Sandpoint’s Urban Forest Program Gets Strategic

A new vision, new programs and a renewed dedication to our city’s trees

By Abigail Thorpe

Drive through Sandpoint, and one of the first things you’ll notice—even subconsciously appreciate—are the beautiful variety of trees that line our streets and dot our public and private lands. Sandpoint’s tree canopy is one of the things that make our downtown and residential streets so special—and that’s for good reason.


Trees have long been prized and valued by the local community, and the City of Sandpoint has been a member of Tree City USA since 1996—soon celebrating its 25th anniversary of caring for our urban canopy through membership with the national program. Sandpoint has a long history of participating with the Tree City USA program and protecting its urban canopy—a passion that comes from the community and members stressing the importance of our local trees.


“Our trees—and particularly with the mature urban canopy that we are fortunate enough to have in Sandpoint—they are a connection with history; many of these trees are decades old,” explains Jennifer Stapleton, Sandpoint’s city administrator. “Having a good tree canopy is important overall for air quality and environment, as well as the character and charm of our community.”


Sandpoint’s Tree Committee was established back in 2008 with the purpose of serving as an advisory committee to the mayor and city council, working with a designated city forester on the preservation, protection and management of the city’s community forest, predominantly trees in the public right of way.


“One of our priorities for the City of Sandpoint has been the protection of our tree canopy and our urban forest in the city,” says Stapleton. “Where we’re looking at the expansion of this is having a more proactive role and plan surrounding the trees and public parks that are owned by the city.”


The driving force behind the expansion and restructuring of the Urban Forest program is the slate of new revitalization projects in the downtown core. As the city has discussed the strategic plan for the downtown, a central part of this is treating the downtown as a park.


“Our trees are one of the draws for visitors and community members to come into the downtown,” explains Stapleton. “The trees, the flowers basket programs, the lighting of the trees in the winter—those are all activities that are generally managed by our Parks and Rec and Open Space division.”


Last fall, the decision was made to move the Urban Forest program oversight to the Parks and Recreation division in order to take a more strategic approach to the urban tree canopy and increase community engagement and education.


As part of the new programming, the city will be entering into a review and master planning of the Urban Forest program for the city, engaging the services of the Urban Forest Consulting Service to maximize the Urban Forest program.

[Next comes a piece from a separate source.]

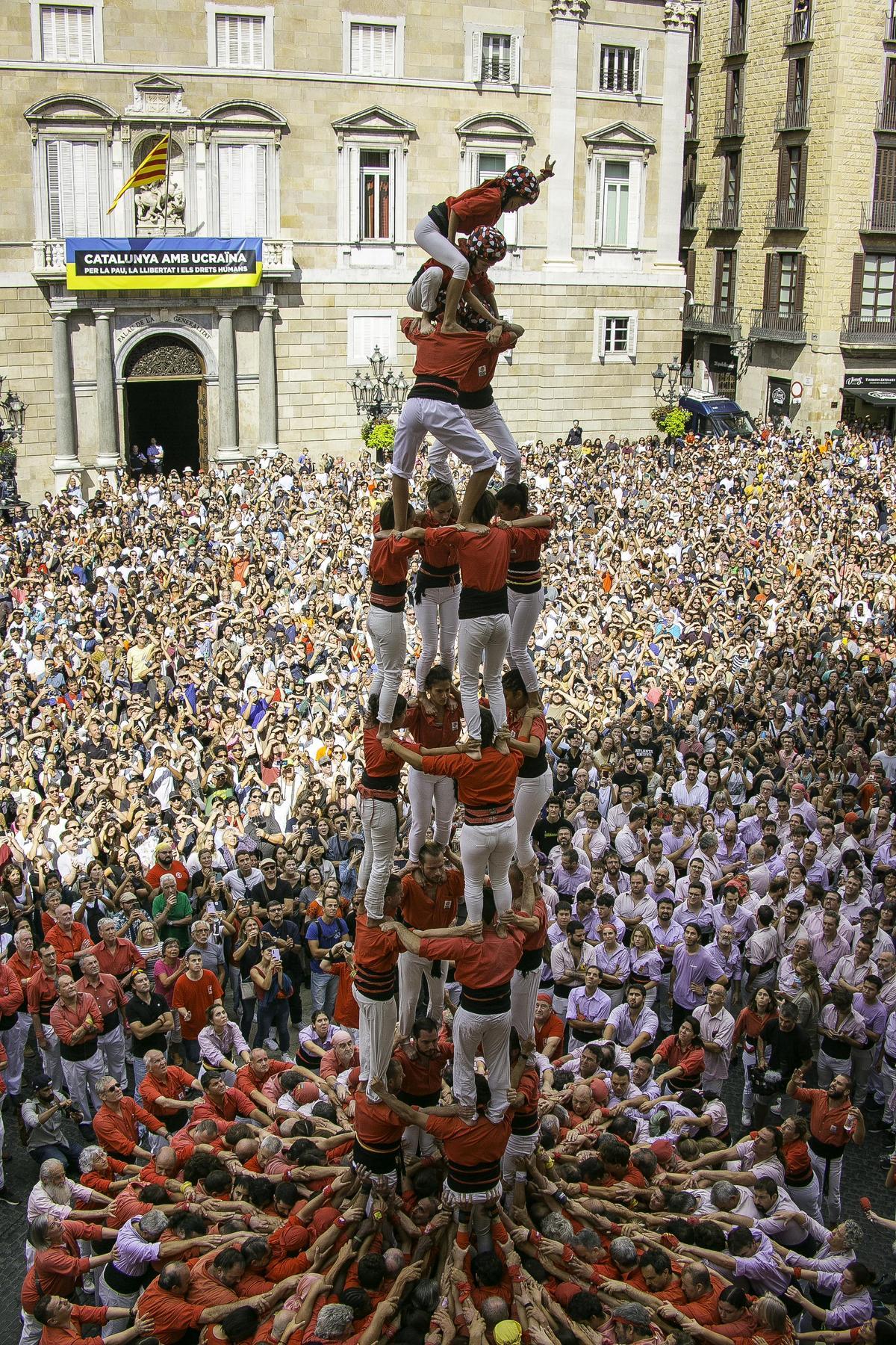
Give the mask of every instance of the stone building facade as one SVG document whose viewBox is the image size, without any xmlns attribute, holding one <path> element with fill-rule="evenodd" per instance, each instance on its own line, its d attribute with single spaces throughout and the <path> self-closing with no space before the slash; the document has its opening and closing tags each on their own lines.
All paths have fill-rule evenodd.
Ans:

They’re kicking off by doing a full review of the urban forestry plans, including staffing, resources and the management of the urban forest in the public right of way, in an opportunity to gain feedback on what the city is doing well, and where there is room for improvement.


These efforts will also involve community engagement through town meetings, an anticipated public survey, and increased educational opportunities. “We’re excited to kick off this program in conjunction with Arbor Day,” says Stapleton.


One potential addition of the program will be offering best techniques and advice from an arborist to the community, in addition to improving the training of city staff. A current weakness of the Urban Forest program is that the information the city has gathered on city trees and their health has been made available on a public website, but hasn’t been communicated to the property owner who is taking care of that tree.


Communicating warning signs and what can be done to properly extend the health and life of a tree are central to preserving the urban forest we so value. “It’s about improving community engagement and involvement and more proactive outreach on our urban health than we have had in the past,” adds Stapleton.


Taking a more strategic approach to the urban tree canopy will extend to the annual NeighborWoods tree distribution program the city holds every year. They hope to be more strategic about areas where trees are needed, doing more target research for those areas, and paying attention to the different ages of trees that are spread out throughout the city.


In addition to getting involved with upcoming community engagement opportunities, Sandpoint locals and visitors can also learn about the various outstanding trees in the community through the Sandpoint Outstanding Trees booklet available online, or at the City Hall. The 40-page, full-color booklet is a tribute to some of Sandpoint’s most incredible trees, with the aim of increasing the public’s awareness and appreciation of our beautiful trees, in addition to functioning as a self-guided tour of some of the most outstanding trees in Sandpoint.